For more evidence for why the free market does not work in health care, look no further than yesterday’s Los Angeles Times article on insurer consolidation. According to the paper, “speculation has run rampant that some of the nation’s biggest health plans may be looking to consolidate, including a possible takeover of Humana Inc. by Aetna Inc., as well as UnitedHealth Group Inc.’s interest in Coventry Health Care Inc”:
Already, 1 in 6 metropolitan areas in a 2008 study of more than 300 U.S. markets is dominated by a single health insurer that controls at least 70% of consumers enrolled in health maintenance organizations or preferred provider organizations, according to the American Medical Assn.
Insurers argue that greater consolidation allows them to negotiate for cheaper prices with providers, but the recent growth in mergers has failed to lower premiums. In fact, while “there have been over 400 health care mergers in the last 10 years,” premiums have risen “nearly eight times faster than average U.S. incomes.”
Large insurers have little incentive to bargain for lower prices. As the Urban Institute explains, “smaller insurers do not seem to compete on premiums to gain market share but rather seem to follow the pricing of the dominant insurer.” In fact “competition in insurance markets is often about getting the lowest risk enrollees as opposed to competing on price and the efficient delivery of care.”
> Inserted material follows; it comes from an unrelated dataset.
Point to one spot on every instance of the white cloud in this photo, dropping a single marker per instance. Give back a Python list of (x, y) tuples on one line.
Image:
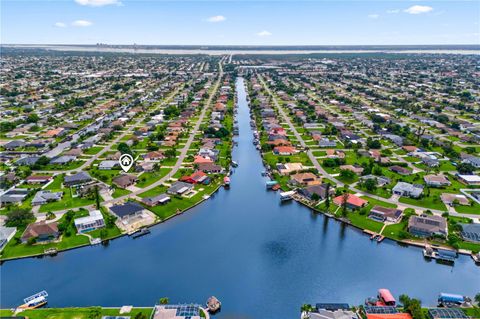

A public health plan could certainly reorient the competition towards quality of care and force insurers offer to lower premiums. But as CAPAF Senior Fellow David Balto pointed out in a recent Congressional testimony, greater enforcement of antitrust laws is no less important to injecting competition into the health insurance market.
During the Bush administration, however, “the Antitrust Division embraced a minimalist course, largely trying to reduce the scope of enforcement and the use of antitrust in private litigation.” “In the seven years of the Bush administration, all non-merger enforcement actions have involved health care providers, with no enforcement involving health insurers,” Balto said. This approach has contributed to greater insurer concentration, “more anticonsumer insurance provisions, greater payment delays, less coverage and poorer service.”